Another story I worked on was The Lesser Evil, which went completely out of control. One day I’ll have to revisit it.

Right now, as November approaches I’ve been thinking about NaNoWriMo and what to do this year. However, just when I had decided to rebel up and work towards the ending of Shourai when I found out starting a new project was not compulsory for NaNo anymore, so all is good.

Once NaNo is over I plan to head towards finishing the three open fronts I have – the Hyakki Yagyō universe, the Shourai one and eventually the Osaka Guardians. But there is also a part of my mind which wants to go back to an old story that needs a good overhaul but that has been rummaging through my mind again.

Watch me having an ‘aha’ moment

For a long time I have struggled with a story and a set of characters which eventually took the name of Shourai (meaning `Prospect’ or ‘Future’). For many who know me, ‘the bunny’ has been a recurring character in conversation and writing.

bunny‘The bunny’ is Iwase Tadashi, a 19 year old Japanese boy who moves into the big city to attend university. Originally he was a side character from my harder fanfiction times, but for some reason I developed a huge soft spot for him, and he started taking a central part in the stories I was writing. Eventually – as I was drifting away from that fandom in particular – I decided that I liked him too much to let go.

Thus I tried to rewrite him and his verse. Four times. I may have discarded around 100,000 words on failed attempts to rebuild that universe from scratch. People changed names, degree of importance, appearances, and sometimes sexual orientation (hello Haru, I mean Heizo…)

I think the problem I have writing Shourai is that everything is clear in my head, but at the same time, it is fuzzy. I know what happened in that verse, but it is vague. I know certain things which are very clear in my mind, but those are scenes, lost in their daily lives all through three years.
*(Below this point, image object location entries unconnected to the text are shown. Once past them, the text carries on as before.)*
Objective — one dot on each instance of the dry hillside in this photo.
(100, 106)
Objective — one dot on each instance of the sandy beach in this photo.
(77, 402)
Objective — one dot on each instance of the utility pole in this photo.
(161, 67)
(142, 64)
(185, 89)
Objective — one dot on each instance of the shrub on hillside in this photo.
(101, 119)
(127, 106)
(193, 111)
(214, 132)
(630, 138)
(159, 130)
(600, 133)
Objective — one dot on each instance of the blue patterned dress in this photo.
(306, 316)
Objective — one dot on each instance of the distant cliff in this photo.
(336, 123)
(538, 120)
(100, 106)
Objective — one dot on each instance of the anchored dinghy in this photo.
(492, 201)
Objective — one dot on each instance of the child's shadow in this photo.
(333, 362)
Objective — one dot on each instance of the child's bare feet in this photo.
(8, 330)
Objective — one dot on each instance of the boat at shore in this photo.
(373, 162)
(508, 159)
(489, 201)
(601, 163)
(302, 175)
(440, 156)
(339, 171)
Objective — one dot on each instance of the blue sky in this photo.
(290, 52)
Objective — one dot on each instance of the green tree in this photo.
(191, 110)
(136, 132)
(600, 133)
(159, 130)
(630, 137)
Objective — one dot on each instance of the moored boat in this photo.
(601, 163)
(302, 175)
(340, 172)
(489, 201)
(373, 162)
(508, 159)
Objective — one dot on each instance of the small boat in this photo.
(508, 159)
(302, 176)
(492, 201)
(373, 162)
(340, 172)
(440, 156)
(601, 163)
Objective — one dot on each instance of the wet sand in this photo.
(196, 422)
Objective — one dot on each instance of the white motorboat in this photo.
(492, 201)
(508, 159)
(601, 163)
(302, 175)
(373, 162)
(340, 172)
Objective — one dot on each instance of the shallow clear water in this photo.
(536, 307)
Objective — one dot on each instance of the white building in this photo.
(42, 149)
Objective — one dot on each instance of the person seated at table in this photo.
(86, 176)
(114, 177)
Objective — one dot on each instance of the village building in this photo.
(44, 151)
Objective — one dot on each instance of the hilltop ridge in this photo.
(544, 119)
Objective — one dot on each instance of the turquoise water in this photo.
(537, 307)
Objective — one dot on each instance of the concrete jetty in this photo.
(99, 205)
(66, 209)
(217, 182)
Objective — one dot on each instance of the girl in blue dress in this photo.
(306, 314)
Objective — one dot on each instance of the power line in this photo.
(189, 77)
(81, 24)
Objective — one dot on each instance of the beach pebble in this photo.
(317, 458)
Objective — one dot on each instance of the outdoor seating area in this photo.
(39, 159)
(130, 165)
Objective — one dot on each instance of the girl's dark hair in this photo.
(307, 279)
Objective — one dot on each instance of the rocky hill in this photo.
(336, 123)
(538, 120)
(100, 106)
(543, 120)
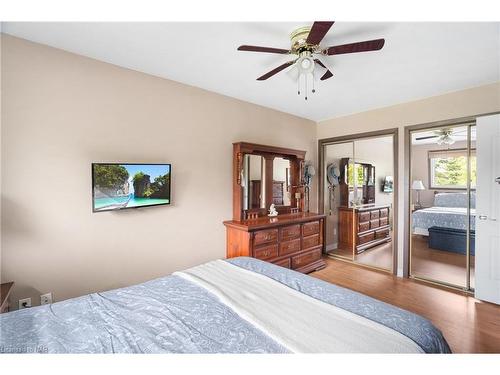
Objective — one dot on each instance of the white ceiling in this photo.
(418, 60)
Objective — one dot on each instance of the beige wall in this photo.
(60, 112)
(479, 100)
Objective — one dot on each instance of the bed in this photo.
(211, 309)
(449, 211)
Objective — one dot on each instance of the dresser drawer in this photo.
(290, 232)
(374, 223)
(364, 216)
(363, 227)
(382, 233)
(289, 247)
(310, 228)
(311, 241)
(364, 238)
(265, 236)
(266, 252)
(384, 212)
(283, 263)
(306, 258)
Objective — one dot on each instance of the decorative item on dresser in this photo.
(291, 240)
(363, 227)
(294, 238)
(5, 290)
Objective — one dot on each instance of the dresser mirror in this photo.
(252, 178)
(357, 182)
(265, 175)
(281, 181)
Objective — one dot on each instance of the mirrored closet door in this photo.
(358, 199)
(442, 197)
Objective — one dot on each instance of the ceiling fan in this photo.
(305, 43)
(444, 136)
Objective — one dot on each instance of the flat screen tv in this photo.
(117, 186)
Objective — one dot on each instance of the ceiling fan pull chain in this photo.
(305, 79)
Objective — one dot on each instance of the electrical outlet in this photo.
(45, 299)
(24, 303)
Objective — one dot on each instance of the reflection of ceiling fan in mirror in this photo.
(444, 136)
(305, 42)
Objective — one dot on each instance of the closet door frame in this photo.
(394, 132)
(408, 130)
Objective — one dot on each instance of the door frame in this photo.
(394, 132)
(407, 192)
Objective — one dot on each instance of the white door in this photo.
(487, 279)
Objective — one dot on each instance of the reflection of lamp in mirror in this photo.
(418, 185)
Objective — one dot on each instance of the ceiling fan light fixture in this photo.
(305, 64)
(445, 140)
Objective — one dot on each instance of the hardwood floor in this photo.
(379, 256)
(469, 325)
(439, 265)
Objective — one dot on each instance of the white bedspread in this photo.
(300, 323)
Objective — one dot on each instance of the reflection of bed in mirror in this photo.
(445, 223)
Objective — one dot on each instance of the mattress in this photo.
(446, 217)
(173, 314)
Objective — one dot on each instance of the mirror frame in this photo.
(269, 153)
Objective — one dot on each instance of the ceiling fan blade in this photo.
(428, 137)
(263, 49)
(328, 74)
(275, 70)
(369, 45)
(318, 31)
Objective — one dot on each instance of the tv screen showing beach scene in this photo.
(121, 186)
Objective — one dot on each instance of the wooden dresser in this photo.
(291, 240)
(363, 227)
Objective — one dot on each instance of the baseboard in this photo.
(332, 246)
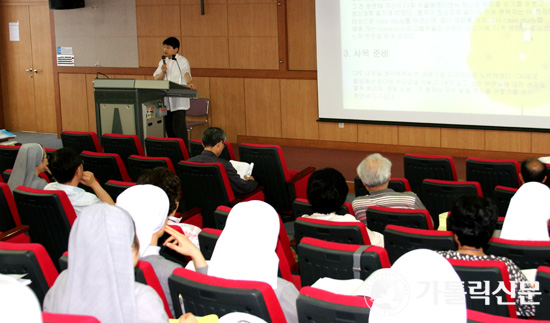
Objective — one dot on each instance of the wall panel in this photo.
(74, 102)
(331, 131)
(378, 134)
(299, 109)
(263, 107)
(510, 141)
(252, 19)
(302, 51)
(227, 102)
(212, 23)
(206, 52)
(254, 53)
(419, 136)
(463, 138)
(158, 21)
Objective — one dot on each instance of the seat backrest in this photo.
(302, 206)
(343, 232)
(319, 306)
(202, 295)
(114, 188)
(378, 217)
(67, 318)
(123, 145)
(105, 166)
(542, 310)
(31, 259)
(396, 184)
(481, 281)
(50, 216)
(271, 172)
(204, 185)
(80, 141)
(208, 238)
(439, 196)
(8, 154)
(136, 164)
(198, 107)
(419, 167)
(503, 196)
(400, 240)
(319, 258)
(152, 280)
(173, 148)
(9, 216)
(525, 254)
(490, 172)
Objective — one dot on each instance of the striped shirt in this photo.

That is what makes hard actually writing the story out.

This year, I had half a mind on working on Shourai for NaNoWriMo 2014, but in the end I went with Hoursitsu because a) it feels like NaNo is kinda yakuza territory b) I felt that I would be getting very stuck in Shourai and thus it would not be a good NaNoproject and a) I would have to ‘rebel up’ and work on an already-finished story.

Then I went and did something crazy, and finished Houritsu in a weekend. Yeah. Talk about sanity being gone. I was poked about continuing writing but what to do? There was still Sourai there, waiting, and a bit on the stuck area halfway through Tadashi’s first university year…

I had another crazy idea – start a new ‘school year’ with another ‘book’, and make Shourai semi-officially a universe. Thus, the first year would be ‘Build up’, stuck as it was, and I would start with the second year, ‘Crisis’.

shouraikanji During the first year, Tadashi gets to know Tokyo and those around him. His relationships develop in the friendship and love territories, and we get to know most of the characters that will be important later on. I was stuck at the end of summer, and I still needed to get to March… So I let that one stuck and moved on the first actual conflict that I had in mind – Tadashi’s first lover’s fight with his boyfriend Asou Shota. A number of misunderstandings lead up to a huge crisis and the two young men have to deal with it.

Yesterday I reached the conclusion of that crisis, and that felt… like an ending. That was the problem I had in the first part, which caused me to be stuck…

So I took a page out the philosopher Didactylos’ book and used his alternative hypothesis: ‘what the hell?’. It is an ending. The conflict in the book was presented, developed, and resolved. So it is a story in its own, inside a bigger scheme. Actually, both of them are. Thus I made a new re-structuring. Not three books, but six. I have the first one – the build-up – and the third one – the first crisis. Two completed stories. I need to fill up the second one, and I already have a few ideas about what has to be placed in the fourth one, and suddenly it all makes sense.

Yes, there has been a lot of work in this universe that has been discarded but finally I feel that I am getting somewhere.